Pernyataan Berger mengingatkan bahwa manusia tidak dapat terpisah dari
masyarakat kecuali jika ia ingin terasing. Manusia dan budaya mempunyai
hubungan yang saling berkaitan. Pada kondisi sekarang ini, tidak bisa kita
menyatakan bahwa salah satu dari mereka lebih awal muncul. Analisa keduanya
harus menyertakan pembahasan masalah dan waktu agar penganalisaannya dapat
dilakukan dengan cermat.
Dengan
melihat pembahasan di atas, kita akan menemukan bahwa manusi dan budaya
merupakan satu kesatuan.
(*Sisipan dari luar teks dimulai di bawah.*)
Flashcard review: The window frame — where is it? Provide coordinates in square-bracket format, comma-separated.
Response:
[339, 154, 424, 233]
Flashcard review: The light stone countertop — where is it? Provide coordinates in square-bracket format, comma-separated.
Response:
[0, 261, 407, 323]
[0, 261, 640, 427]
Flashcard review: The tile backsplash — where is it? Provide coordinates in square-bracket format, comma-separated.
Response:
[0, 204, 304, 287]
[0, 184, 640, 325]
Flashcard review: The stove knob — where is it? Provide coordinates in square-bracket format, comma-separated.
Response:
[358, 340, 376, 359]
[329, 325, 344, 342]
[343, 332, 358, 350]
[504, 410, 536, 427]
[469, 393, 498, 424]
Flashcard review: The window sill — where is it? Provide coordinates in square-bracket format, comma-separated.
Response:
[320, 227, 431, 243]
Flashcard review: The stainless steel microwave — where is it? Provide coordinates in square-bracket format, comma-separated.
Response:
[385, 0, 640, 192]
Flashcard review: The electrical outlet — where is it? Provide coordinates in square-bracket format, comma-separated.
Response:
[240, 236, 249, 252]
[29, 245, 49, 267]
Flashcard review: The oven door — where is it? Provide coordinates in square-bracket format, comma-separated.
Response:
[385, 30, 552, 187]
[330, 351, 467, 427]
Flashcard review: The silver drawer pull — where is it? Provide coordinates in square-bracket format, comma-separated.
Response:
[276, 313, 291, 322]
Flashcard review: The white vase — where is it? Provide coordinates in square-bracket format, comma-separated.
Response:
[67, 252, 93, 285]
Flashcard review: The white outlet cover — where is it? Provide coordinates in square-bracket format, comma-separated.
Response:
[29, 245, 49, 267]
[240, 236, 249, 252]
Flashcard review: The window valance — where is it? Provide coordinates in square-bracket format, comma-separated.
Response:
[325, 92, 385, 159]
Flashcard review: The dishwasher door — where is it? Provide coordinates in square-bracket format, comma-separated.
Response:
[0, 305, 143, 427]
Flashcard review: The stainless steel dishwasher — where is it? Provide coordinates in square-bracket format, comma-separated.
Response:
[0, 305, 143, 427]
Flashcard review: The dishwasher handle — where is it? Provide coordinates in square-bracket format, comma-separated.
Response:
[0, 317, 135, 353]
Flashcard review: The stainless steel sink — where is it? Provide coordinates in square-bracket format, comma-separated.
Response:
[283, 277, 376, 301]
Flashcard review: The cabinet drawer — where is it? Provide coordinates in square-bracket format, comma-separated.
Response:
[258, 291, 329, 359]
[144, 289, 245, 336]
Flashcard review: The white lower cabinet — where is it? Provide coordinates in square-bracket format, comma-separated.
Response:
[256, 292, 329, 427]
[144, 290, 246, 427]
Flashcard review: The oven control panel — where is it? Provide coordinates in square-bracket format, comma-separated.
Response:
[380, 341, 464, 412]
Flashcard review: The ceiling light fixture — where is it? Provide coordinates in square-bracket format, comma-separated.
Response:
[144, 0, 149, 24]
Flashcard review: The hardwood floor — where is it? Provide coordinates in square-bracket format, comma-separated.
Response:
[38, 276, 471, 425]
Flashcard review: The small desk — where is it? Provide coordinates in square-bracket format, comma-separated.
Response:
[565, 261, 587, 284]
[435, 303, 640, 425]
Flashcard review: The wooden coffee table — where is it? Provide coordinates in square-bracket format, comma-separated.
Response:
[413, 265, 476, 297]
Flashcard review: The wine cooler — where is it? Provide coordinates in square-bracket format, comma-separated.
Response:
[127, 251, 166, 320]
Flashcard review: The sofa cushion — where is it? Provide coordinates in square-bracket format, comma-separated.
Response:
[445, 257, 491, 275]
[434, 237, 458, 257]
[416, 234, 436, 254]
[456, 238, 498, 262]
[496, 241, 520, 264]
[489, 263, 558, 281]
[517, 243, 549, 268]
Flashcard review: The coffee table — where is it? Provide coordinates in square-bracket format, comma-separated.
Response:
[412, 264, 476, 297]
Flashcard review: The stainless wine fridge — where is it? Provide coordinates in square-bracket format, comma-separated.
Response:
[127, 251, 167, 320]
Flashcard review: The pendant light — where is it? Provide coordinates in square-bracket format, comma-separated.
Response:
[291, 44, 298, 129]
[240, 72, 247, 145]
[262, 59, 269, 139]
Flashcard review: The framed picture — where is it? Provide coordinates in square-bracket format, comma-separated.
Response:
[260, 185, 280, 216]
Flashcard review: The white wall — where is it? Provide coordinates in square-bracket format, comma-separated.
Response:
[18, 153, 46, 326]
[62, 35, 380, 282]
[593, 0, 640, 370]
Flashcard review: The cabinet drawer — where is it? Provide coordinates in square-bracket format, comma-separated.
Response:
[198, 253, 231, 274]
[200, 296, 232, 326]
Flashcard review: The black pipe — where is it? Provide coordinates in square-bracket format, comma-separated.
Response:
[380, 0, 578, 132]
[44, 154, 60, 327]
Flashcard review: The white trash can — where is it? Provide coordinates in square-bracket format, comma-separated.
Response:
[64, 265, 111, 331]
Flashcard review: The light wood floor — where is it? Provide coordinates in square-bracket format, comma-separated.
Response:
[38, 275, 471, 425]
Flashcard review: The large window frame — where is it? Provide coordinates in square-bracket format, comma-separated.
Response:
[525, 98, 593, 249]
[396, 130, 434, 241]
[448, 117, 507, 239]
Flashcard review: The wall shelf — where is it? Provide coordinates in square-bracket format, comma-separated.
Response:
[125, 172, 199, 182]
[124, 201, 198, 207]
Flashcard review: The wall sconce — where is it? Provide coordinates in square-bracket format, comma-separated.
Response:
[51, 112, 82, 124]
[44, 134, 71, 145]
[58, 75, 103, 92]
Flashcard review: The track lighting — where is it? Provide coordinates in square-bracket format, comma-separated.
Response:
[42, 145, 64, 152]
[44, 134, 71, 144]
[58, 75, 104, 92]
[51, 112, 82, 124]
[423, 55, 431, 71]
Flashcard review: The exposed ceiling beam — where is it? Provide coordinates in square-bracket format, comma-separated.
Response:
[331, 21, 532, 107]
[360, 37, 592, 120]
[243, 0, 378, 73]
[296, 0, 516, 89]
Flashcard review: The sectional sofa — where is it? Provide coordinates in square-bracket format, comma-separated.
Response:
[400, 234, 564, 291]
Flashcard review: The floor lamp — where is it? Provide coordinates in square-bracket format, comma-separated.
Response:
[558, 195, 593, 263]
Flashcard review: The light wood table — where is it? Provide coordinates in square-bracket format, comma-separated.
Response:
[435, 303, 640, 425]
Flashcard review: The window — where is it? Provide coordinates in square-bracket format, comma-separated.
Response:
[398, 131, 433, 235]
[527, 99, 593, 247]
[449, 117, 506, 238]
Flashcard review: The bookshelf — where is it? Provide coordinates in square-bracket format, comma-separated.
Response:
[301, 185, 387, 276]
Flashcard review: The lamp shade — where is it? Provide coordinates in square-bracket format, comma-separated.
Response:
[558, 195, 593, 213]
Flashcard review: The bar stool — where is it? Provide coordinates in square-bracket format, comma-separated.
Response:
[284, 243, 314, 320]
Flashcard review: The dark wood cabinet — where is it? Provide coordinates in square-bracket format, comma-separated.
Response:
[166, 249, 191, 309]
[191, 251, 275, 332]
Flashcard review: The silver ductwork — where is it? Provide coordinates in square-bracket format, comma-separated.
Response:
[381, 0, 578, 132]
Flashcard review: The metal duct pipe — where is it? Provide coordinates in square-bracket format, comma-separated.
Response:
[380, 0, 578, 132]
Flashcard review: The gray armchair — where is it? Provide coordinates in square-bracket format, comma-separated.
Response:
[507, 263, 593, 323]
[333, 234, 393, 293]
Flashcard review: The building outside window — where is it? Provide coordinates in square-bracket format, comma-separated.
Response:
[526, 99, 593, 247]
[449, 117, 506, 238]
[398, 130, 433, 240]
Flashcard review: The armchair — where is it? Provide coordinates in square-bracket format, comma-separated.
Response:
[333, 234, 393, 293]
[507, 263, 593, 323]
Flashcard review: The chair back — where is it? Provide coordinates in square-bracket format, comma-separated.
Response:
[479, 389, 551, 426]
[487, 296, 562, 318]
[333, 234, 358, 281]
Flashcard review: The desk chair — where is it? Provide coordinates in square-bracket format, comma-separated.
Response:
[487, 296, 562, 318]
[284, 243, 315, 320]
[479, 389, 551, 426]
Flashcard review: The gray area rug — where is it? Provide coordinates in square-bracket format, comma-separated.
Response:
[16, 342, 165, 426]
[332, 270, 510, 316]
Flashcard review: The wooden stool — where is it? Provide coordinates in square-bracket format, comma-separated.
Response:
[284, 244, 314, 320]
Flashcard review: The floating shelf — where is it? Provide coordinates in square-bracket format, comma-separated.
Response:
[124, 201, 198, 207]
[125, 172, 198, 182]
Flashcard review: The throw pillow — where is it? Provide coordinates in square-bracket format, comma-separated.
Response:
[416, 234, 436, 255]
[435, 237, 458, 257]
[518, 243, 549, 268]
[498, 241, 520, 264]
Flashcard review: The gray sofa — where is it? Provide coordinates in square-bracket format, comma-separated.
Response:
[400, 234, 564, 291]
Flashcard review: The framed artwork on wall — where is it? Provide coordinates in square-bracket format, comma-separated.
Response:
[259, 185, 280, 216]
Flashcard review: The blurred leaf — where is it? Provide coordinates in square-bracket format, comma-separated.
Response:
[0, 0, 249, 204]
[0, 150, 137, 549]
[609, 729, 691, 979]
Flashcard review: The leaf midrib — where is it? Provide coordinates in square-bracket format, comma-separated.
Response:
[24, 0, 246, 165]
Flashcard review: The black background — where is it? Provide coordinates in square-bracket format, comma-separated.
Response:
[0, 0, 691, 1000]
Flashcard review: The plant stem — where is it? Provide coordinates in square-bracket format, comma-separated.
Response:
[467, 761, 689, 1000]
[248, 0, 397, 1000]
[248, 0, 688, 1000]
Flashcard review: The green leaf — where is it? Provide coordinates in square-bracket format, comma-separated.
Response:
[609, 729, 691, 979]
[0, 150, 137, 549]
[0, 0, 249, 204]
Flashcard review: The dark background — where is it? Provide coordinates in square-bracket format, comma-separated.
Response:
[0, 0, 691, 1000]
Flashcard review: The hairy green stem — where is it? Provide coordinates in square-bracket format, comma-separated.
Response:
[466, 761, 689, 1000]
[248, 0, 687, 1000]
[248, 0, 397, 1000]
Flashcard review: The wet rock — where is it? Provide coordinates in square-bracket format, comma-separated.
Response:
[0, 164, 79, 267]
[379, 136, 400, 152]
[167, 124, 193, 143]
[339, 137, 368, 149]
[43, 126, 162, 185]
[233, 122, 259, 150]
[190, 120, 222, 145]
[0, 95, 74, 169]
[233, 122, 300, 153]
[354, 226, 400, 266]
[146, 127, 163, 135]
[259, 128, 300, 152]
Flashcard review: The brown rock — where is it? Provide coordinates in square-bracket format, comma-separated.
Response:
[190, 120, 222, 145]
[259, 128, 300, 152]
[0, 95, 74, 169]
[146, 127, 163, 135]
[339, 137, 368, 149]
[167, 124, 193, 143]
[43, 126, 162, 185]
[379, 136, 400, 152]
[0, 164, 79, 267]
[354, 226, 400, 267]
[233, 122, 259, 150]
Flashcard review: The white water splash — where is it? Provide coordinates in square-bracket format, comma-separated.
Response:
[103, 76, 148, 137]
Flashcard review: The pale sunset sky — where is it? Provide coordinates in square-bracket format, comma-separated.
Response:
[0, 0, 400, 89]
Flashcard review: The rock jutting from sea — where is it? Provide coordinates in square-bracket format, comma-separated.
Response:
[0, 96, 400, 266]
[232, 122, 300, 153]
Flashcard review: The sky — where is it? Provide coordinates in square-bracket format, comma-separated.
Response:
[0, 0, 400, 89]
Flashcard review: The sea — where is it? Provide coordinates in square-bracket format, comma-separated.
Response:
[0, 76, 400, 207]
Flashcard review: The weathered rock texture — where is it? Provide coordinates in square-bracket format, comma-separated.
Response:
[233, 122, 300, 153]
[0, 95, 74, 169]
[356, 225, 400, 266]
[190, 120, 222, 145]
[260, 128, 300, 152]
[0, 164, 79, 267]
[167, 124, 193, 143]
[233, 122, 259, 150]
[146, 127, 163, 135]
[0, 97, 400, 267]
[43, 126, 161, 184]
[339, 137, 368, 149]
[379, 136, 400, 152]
Insan kamil dalam budaya jelas mengarahkan manusia
pada sebuah proses yang baik. Dengan akal yang terjaga, prose berpikir yang
terjadi serta budaya yang dapat mengatur kehidupan manusia, maka gambaran sosok
yang mengarah pada insan kamil bisa dirasakan. Tapi ini bukan berarti kita
mampu menjadi sosok insan kamil ayng seutuhnya. Budaya yang lahir hanya sebatas
aturan yang mengatur perbuatan manusia, tapi tdak menjamin manusia itu menjadi
sosok yang bisa ditandingkan dengan Rasulullah Saw. Budaya hanya mengatur
sesuai dengan nilai-nilai yang ditanamkan dalam budaya itu. Berbeda ketika kita
melihat insan kamil dalam diri Nabi Muhammad Saw yang jelas sekali tanpa aturan
dan hal-hal yang membatasnya, ia mustahil keluar dari sisi kesuciannya. Karena
sifat yang sudah tertanam dalam dirinya serta sifat maksum yang diberikan
padanya.
b.
Karakteristik Manusia Sempurna Perspektif Islam
1.
Manusia
sempurna sebagai tujuan dan penyebab utama adanya makhluk.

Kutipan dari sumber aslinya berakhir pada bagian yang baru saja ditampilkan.